Entre otros artículos en 2012 denunciamos que «esto es una bomba de relojería y los pacientes no son conscientes de ello». En 2013 «tu odontólogo te trata bien, no te maltrata o te destroza la boca, que es lo que hacen algunos que trabajan en Vitaldent con títulos falsos» y en 2014 « las agresivas y engañosas campañas de publicidad de clínicas tipo franquicia han hecho creer a no pocos ciudadanos que los precios del dentista de toda la vida son abusivos». También informamos sobre Idental, los empresarios con corazón que tenían a sus dentistas durmiendo en la clínica lo que se llamó clínicas patera. Ojo con sus subvenciones y regalos. Sobre Dentix y sus implantes a 222 euros, sobre Unidental o sobre las clínicas del Dr NO y sus técnicas quirúrgicas de implantes e inventos del tebeo que avergüenzan a la comunidad científica. Han sido muchos los artículos y las denuncias y los lectores lo recuerdan sin duda. Pero hay muchos mas hipermercados, supermercados y tiendas dentales montados exclusivamente como negocio.

El tiempo nos ha dado la razón. Vimos esta semana en las noticias un cliente de una tienda dental de Mislata quejarse porque lleva años pagando un tratamiento que no le ha funcionado nunca y por el cual pagó 12.000 euros por adelantado con la financiación. Cualquier profesional le hubiese cobrado la mitad, pero el cliente señaló sentirse atraído por el anuncio de los implantes a 250 euros ¿le pusieron 40 implantes? No me salen las cuentas, la prótesis que enseñó en TV era del rastro.

Estamos viendo ahora que con los precios gancho y la financiación se han estado cobrando tratamientos mal hechos a precios desorbitados. Y la CNMC creyendo que había abaratado el sector, y lo que ha hecho ha sido engordar al empresario y asfixiar al dentista de siempre. La secuencia es fácil. Se monta la tienda en plan barato, se contrata un dentista por 800 euros con jornada intensiva, y un buen comercial cobrando el triple o cuádruple.

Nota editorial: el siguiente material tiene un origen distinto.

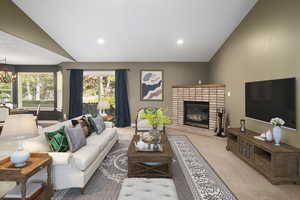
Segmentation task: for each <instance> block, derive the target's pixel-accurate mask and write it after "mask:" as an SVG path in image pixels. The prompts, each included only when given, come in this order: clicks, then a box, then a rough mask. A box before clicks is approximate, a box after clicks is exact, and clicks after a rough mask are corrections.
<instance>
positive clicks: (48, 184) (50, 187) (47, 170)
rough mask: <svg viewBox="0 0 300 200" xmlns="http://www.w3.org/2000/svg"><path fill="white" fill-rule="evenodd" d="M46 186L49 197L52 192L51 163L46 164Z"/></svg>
mask: <svg viewBox="0 0 300 200" xmlns="http://www.w3.org/2000/svg"><path fill="white" fill-rule="evenodd" d="M47 188H48V191H49V194H48V195H47V196H48V197H47V198H49V199H50V198H51V197H52V194H53V190H52V167H51V164H50V165H48V166H47Z"/></svg>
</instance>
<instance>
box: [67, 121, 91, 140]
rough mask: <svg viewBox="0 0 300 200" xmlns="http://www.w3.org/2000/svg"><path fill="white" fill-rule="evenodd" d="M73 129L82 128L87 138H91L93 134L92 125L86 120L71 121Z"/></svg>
mask: <svg viewBox="0 0 300 200" xmlns="http://www.w3.org/2000/svg"><path fill="white" fill-rule="evenodd" d="M71 122H72V126H73V128H74V127H76V126H80V127H81V128H82V130H83V132H84V135H85V137H89V136H90V135H91V134H92V131H91V130H92V129H91V125H90V124H88V123H87V122H86V120H85V119H78V120H71Z"/></svg>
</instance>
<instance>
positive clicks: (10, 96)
mask: <svg viewBox="0 0 300 200" xmlns="http://www.w3.org/2000/svg"><path fill="white" fill-rule="evenodd" d="M0 103H3V104H5V103H12V73H11V72H4V71H0Z"/></svg>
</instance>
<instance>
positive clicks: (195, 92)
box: [172, 84, 225, 131]
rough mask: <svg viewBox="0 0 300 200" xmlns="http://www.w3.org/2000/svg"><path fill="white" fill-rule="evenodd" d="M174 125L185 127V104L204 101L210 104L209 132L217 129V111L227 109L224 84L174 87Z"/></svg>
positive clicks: (204, 101)
mask: <svg viewBox="0 0 300 200" xmlns="http://www.w3.org/2000/svg"><path fill="white" fill-rule="evenodd" d="M172 92H173V96H172V97H173V99H172V101H173V104H172V105H173V108H172V109H173V124H174V125H177V126H185V125H184V102H185V101H202V102H208V103H209V130H212V131H214V130H215V128H216V127H217V125H216V124H217V110H218V109H224V107H225V85H224V84H205V85H204V84H201V85H180V86H179V85H177V86H173V89H172Z"/></svg>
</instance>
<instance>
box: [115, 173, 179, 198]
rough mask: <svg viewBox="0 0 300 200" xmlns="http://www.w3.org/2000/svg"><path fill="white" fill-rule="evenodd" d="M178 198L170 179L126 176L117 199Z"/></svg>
mask: <svg viewBox="0 0 300 200" xmlns="http://www.w3.org/2000/svg"><path fill="white" fill-rule="evenodd" d="M141 199H142V200H154V199H156V200H178V196H177V192H176V188H175V185H174V182H173V180H172V179H166V178H153V179H147V178H127V179H125V180H124V182H123V183H122V188H121V191H120V195H119V198H118V200H141Z"/></svg>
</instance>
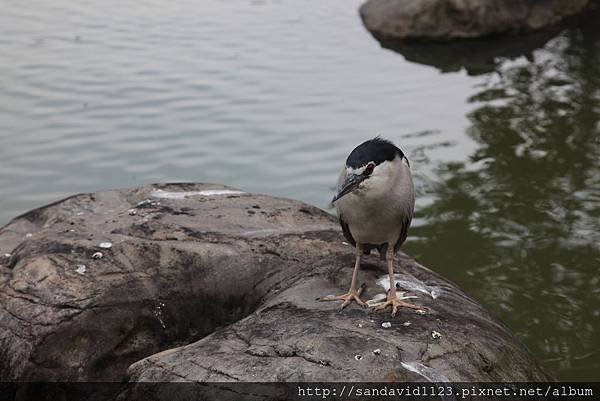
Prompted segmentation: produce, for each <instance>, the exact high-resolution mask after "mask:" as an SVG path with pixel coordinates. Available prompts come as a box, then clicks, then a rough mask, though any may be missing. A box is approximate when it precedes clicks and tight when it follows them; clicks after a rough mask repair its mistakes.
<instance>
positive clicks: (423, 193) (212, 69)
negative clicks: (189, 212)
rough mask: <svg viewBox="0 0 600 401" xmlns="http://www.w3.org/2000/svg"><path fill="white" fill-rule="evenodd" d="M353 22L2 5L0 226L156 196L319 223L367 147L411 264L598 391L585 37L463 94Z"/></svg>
mask: <svg viewBox="0 0 600 401" xmlns="http://www.w3.org/2000/svg"><path fill="white" fill-rule="evenodd" d="M359 4H360V0H351V1H349V0H330V1H326V2H322V1H317V0H306V1H302V2H298V1H292V0H279V1H266V0H265V1H242V0H235V1H227V2H224V1H217V0H206V1H203V2H202V3H201V4H199V3H197V2H194V1H191V0H189V1H188V0H177V1H174V2H171V3H169V4H168V5H166V4H165V3H164V2H159V1H144V2H137V3H136V4H123V3H122V2H115V1H93V2H86V4H85V5H84V4H79V3H73V2H67V1H63V0H58V1H54V2H44V1H33V2H30V3H28V7H23V6H22V4H20V3H18V2H11V1H8V2H5V3H4V4H3V12H2V13H1V14H0V224H2V223H6V222H8V221H9V219H10V218H12V217H14V216H15V215H17V214H19V213H22V212H24V211H26V210H28V209H31V208H33V207H37V206H40V205H43V204H45V203H48V202H51V201H54V200H56V199H59V198H61V197H64V196H67V195H70V194H72V193H75V192H85V191H94V190H98V189H103V188H113V187H126V186H133V185H142V184H146V183H151V182H164V181H209V182H223V183H226V184H229V185H232V186H235V187H238V188H241V189H243V190H246V191H255V192H262V193H268V194H273V195H281V196H287V197H292V198H297V199H301V200H304V201H306V202H309V203H312V204H314V205H317V206H319V207H323V208H327V207H329V205H328V202H329V200H330V199H331V195H332V187H333V185H334V183H335V181H336V178H337V174H338V171H339V169H340V167H341V165H342V163H343V160H344V158H345V156H346V155H347V154H348V152H349V151H350V150H352V148H353V147H354V146H356V145H357V144H358V143H360V142H361V141H363V140H365V139H368V138H370V137H372V136H374V135H375V134H382V135H384V136H385V137H388V138H390V139H392V140H394V141H395V142H396V143H398V144H400V146H401V147H402V148H403V149H404V150H405V151H406V153H407V154H408V155H409V158H410V159H411V163H412V166H413V170H414V173H415V182H416V186H417V190H418V200H417V218H416V219H415V221H414V227H413V229H412V230H411V232H410V237H409V241H408V242H407V244H406V245H405V247H404V249H405V251H407V252H409V253H411V254H413V255H415V256H416V257H417V258H418V259H419V260H420V261H421V262H422V263H424V264H426V265H428V266H429V267H431V268H433V269H434V270H436V271H438V272H440V273H442V274H443V275H444V276H446V277H448V278H450V279H451V280H453V281H455V282H456V283H458V284H459V285H460V286H461V287H463V288H464V289H465V290H466V291H467V292H468V293H469V294H470V295H472V296H474V297H475V298H477V299H478V300H480V301H481V302H483V303H484V304H485V305H486V306H487V307H488V308H489V309H490V310H492V311H493V312H494V313H495V314H496V315H497V316H499V317H500V318H501V319H502V320H503V321H505V322H506V323H507V324H508V326H509V327H510V328H511V329H512V330H514V331H515V332H516V334H517V335H518V336H519V338H521V339H522V340H523V341H524V342H525V343H526V344H527V346H528V347H529V348H530V350H531V351H532V352H533V353H534V354H535V355H536V356H537V357H538V359H539V360H540V361H542V363H543V364H544V365H545V366H546V367H547V368H548V370H550V371H551V372H552V373H554V374H555V375H557V377H559V378H561V379H596V380H598V379H600V374H599V373H598V372H599V371H600V351H599V346H598V344H600V338H599V337H600V336H599V335H598V331H599V330H600V298H599V295H600V294H599V293H600V290H599V289H598V288H600V287H599V285H598V284H599V283H598V270H599V267H600V249H599V248H600V246H599V244H600V234H599V233H600V167H599V166H600V164H599V162H598V160H600V141H599V137H600V106H599V105H600V47H599V40H598V28H596V27H595V26H594V24H590V26H584V27H583V28H570V29H565V30H563V31H561V32H557V33H552V34H551V35H550V36H549V37H544V38H543V40H539V41H537V42H536V43H535V44H534V45H533V47H534V48H537V49H536V50H533V51H531V49H529V48H528V49H527V52H526V53H528V54H527V56H519V54H520V53H519V52H518V53H517V54H510V55H507V54H504V53H503V52H501V51H499V52H498V53H497V55H498V56H497V57H494V55H495V53H494V51H495V49H494V48H492V49H491V56H488V58H489V57H491V59H492V62H491V63H483V67H482V66H481V64H478V65H477V66H476V67H477V68H475V70H476V71H474V68H473V67H470V66H467V70H468V71H469V72H467V70H466V69H465V68H462V67H463V62H464V60H462V61H460V62H457V61H456V58H457V54H458V53H456V52H455V51H454V50H453V51H452V52H450V59H448V56H447V55H445V56H444V57H442V55H439V54H438V53H436V52H433V51H430V50H427V49H426V50H423V49H422V48H420V49H417V50H415V49H412V52H407V51H406V50H405V49H404V50H402V51H403V52H404V53H403V54H404V55H402V54H399V53H396V52H394V51H391V50H387V49H382V48H381V47H380V45H379V43H378V42H377V41H376V40H374V39H373V38H372V37H371V36H370V35H369V34H368V32H366V31H365V30H364V28H363V27H362V25H361V23H360V20H359V18H358V14H357V8H358V6H359ZM486 48H487V49H488V51H490V46H486ZM469 54H480V53H479V52H476V53H472V52H467V55H469ZM509 56H510V57H509ZM405 57H406V58H408V59H410V60H414V61H418V62H420V63H425V64H420V63H415V62H411V61H407V60H406V59H405ZM466 59H467V61H469V60H471V57H468V56H467V57H466ZM431 60H433V61H434V62H431ZM471 61H472V60H471ZM428 64H432V65H428ZM474 72H476V73H477V74H478V75H472V74H474ZM0 251H2V250H0Z"/></svg>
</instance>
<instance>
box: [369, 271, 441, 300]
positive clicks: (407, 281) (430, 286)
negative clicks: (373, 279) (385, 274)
mask: <svg viewBox="0 0 600 401" xmlns="http://www.w3.org/2000/svg"><path fill="white" fill-rule="evenodd" d="M394 281H395V283H396V285H397V286H399V287H400V288H403V289H405V290H409V291H415V292H422V293H424V294H427V295H429V296H430V297H431V298H432V299H436V298H437V297H439V296H440V292H441V291H440V289H439V288H438V287H432V286H428V285H427V284H425V283H423V282H422V281H421V280H419V279H417V278H415V277H413V276H408V275H404V274H395V275H394ZM377 284H378V285H380V286H382V287H383V289H384V290H385V291H386V292H388V291H389V290H390V277H389V276H388V275H385V276H381V277H380V278H379V279H378V280H377Z"/></svg>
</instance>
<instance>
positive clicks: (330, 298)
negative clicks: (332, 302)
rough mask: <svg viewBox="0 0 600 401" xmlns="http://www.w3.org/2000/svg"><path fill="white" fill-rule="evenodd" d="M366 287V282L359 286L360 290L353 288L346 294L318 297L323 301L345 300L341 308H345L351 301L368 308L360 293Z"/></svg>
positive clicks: (366, 304)
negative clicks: (362, 284)
mask: <svg viewBox="0 0 600 401" xmlns="http://www.w3.org/2000/svg"><path fill="white" fill-rule="evenodd" d="M365 287H366V286H365V284H363V285H361V286H360V287H359V288H358V290H354V289H352V288H351V289H350V291H348V292H347V293H346V294H344V295H337V296H333V295H327V296H324V297H320V298H317V300H319V301H321V302H323V301H344V302H343V303H342V306H341V307H340V309H344V308H345V307H346V306H348V305H350V303H351V302H352V301H355V302H356V303H357V304H359V305H360V306H362V307H363V308H366V307H367V304H365V303H364V302H363V301H362V300H361V299H360V294H362V292H363V291H364V290H365Z"/></svg>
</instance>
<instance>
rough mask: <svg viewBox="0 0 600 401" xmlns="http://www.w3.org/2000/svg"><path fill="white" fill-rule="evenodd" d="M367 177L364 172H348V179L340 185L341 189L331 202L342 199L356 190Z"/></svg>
mask: <svg viewBox="0 0 600 401" xmlns="http://www.w3.org/2000/svg"><path fill="white" fill-rule="evenodd" d="M365 178H366V176H364V175H362V174H348V176H347V177H346V180H345V181H344V183H343V184H342V186H341V187H340V189H339V191H338V192H337V193H336V194H335V196H334V197H333V199H332V200H331V203H333V202H335V201H336V200H338V199H340V198H341V197H342V196H344V195H347V194H349V193H350V192H352V191H354V190H355V189H356V188H358V185H359V184H360V183H361V182H363V181H364V179H365Z"/></svg>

El comercial estudia las posibilidades económicas del cliente y le vende un tratamiento que no necesita por el triple de lo que vale, que al final se queda en el doble de su valor por el suculento descuento que le ofrece. Eso si, lo cobra al contado antes de empezar con un sistema de financiación a su medida. «Firme, firme aquí, que el descuento de esta semana es un chollo…». Una vez firmado el cliente pasa a un segundo plano. Ya no hay prisa por realizar el tratamiento. Con el dinero en la caja una parte se gasta en publicidad, y el resto al bote. Cuando empiezan las reclamaciones cierra la persiana y el dentista a la calle sin cobrar. El cliente sin dientes y pagando, y el propietario a la hípica, que eso viste.

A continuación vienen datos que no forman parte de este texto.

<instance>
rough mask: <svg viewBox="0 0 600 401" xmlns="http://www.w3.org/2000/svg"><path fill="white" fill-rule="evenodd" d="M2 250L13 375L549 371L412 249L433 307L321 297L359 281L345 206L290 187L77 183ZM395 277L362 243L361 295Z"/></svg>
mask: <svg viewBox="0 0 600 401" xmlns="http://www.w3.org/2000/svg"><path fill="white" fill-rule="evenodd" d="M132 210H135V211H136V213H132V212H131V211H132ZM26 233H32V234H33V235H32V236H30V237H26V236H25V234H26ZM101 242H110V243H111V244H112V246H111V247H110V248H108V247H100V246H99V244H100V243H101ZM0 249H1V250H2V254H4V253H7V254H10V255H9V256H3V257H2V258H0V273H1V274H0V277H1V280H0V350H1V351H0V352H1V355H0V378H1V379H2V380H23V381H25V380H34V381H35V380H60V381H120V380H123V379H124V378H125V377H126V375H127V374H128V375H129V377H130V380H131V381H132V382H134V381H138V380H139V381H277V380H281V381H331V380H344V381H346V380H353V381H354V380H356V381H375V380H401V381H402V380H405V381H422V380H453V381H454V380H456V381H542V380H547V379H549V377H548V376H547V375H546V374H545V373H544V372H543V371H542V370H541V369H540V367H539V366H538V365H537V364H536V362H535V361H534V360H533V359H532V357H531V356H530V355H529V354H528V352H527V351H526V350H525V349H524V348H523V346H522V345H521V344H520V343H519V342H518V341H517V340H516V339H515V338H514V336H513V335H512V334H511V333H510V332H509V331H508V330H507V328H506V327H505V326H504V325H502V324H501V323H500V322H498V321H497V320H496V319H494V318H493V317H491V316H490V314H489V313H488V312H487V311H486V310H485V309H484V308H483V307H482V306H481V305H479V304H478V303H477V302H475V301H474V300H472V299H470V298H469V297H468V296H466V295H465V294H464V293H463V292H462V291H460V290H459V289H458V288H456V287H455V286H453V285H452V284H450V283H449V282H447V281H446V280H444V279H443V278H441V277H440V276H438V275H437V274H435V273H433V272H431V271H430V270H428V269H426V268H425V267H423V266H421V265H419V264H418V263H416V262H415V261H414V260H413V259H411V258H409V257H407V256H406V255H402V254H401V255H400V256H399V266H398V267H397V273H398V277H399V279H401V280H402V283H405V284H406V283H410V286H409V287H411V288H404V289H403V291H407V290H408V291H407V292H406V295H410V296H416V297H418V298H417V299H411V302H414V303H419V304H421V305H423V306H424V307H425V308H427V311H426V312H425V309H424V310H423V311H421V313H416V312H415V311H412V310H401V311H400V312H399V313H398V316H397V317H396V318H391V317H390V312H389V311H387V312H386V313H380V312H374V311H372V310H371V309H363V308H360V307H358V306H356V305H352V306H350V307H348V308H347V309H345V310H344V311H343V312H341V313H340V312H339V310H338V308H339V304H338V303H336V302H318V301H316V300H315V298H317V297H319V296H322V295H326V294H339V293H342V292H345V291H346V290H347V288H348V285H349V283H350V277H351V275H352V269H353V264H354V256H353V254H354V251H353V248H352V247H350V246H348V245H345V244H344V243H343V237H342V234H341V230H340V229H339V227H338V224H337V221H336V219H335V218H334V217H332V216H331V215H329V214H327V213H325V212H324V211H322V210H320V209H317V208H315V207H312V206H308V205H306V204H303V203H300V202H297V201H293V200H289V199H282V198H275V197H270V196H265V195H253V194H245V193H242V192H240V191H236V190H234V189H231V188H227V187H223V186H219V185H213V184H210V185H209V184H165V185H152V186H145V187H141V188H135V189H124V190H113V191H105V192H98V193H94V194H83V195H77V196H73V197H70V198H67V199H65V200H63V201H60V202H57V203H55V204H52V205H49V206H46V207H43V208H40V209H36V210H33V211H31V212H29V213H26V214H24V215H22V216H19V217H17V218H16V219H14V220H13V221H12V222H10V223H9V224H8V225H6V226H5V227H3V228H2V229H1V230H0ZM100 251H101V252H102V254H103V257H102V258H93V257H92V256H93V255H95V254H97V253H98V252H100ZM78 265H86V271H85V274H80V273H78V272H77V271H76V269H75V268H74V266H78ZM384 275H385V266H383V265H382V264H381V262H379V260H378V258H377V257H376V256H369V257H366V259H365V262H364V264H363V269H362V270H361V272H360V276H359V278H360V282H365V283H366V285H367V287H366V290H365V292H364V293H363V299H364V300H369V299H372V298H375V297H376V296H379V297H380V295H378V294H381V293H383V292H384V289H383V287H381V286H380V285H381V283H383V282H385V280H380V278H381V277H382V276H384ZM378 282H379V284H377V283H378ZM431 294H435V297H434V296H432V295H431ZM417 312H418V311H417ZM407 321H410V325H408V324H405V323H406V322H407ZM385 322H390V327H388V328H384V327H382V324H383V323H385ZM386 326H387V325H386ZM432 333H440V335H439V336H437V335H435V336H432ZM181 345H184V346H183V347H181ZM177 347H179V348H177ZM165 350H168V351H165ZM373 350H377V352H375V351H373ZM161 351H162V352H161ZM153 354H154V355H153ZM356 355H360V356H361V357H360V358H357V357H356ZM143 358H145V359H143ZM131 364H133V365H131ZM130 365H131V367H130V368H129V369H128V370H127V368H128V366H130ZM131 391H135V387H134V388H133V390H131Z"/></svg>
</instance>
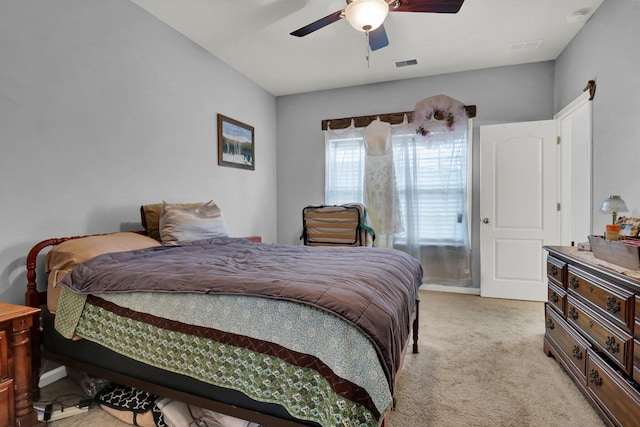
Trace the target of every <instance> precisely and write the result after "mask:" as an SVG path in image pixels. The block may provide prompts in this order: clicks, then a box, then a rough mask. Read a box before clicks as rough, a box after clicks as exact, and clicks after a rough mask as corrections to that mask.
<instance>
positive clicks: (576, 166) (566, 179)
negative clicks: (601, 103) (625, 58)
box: [553, 91, 593, 246]
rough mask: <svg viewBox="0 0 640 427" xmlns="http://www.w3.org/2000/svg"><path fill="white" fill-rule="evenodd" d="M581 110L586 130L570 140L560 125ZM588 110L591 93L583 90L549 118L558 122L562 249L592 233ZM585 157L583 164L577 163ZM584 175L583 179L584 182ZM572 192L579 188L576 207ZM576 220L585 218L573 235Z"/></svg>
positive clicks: (591, 169)
mask: <svg viewBox="0 0 640 427" xmlns="http://www.w3.org/2000/svg"><path fill="white" fill-rule="evenodd" d="M583 108H586V109H587V110H586V114H587V120H588V123H587V128H586V129H583V130H585V131H586V138H585V140H582V141H580V140H578V139H576V138H574V135H572V133H571V132H570V131H567V129H566V127H565V126H564V124H565V123H567V124H568V125H571V124H573V120H574V118H575V116H576V114H577V113H579V112H580V111H581V110H582V109H583ZM592 108H593V107H592V103H591V94H590V93H589V92H588V91H585V92H583V93H582V95H580V96H578V97H577V98H576V99H574V100H573V101H572V102H570V103H569V104H568V105H566V106H565V107H564V108H563V109H562V110H560V111H559V112H557V113H556V114H555V115H554V116H553V118H554V120H556V122H557V123H558V137H559V138H560V140H559V142H560V157H559V159H558V177H559V182H558V184H559V187H558V194H559V200H560V217H559V221H560V223H559V230H560V244H561V245H563V246H571V245H572V244H574V243H575V244H578V242H584V241H586V240H587V235H589V234H592V233H593V190H592V189H593V152H592V147H593V143H592V133H593V129H592V123H593V120H592V114H593V109H592ZM585 157H586V162H581V161H578V160H579V159H584V158H585ZM585 175H586V176H587V178H586V179H584V176H585ZM581 179H582V180H581ZM576 189H580V191H581V193H582V197H583V198H581V199H580V200H579V201H578V203H577V204H578V206H576V204H574V203H573V201H574V200H575V199H574V197H575V195H576V193H575V191H576ZM577 217H580V218H586V219H585V220H584V221H583V224H581V226H579V229H580V230H581V231H580V232H577V233H576V232H575V231H574V230H575V227H572V224H573V223H574V222H575V218H577ZM582 234H584V235H582ZM578 239H579V240H578Z"/></svg>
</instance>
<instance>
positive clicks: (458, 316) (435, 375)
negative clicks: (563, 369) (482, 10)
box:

Ahora Ángel Lorenzo el propietario de la firma Dentix, que anuncia sus implantes por 222 euros pero que no fue capaz de aportar al juzgado ni una sola factura de un implante vendido a ese precio, porque es un precio falso aunque lo diga Iker Casillas, se quiere convertir en un ángel para todos los afectados por Funnydent. Ojalá no sea el mismo modelo de negocio, un solo propietario de todas las tiendas, y mismo sistema de publicidad porque perderían pacientes y odontólogos. El tiempo lo dirá. Yo creo que ha visto posibilidad de negocio con la financiera y publicidad gratuita. Eso sí, nos insulta a toda la Junta Directiva del Ilustre Colegio de Odontólogos y Estomatólogos de Valencia.

Enrique Llobell es presidente del Colegio de Odontólogos y Estomatólogos de Valencia.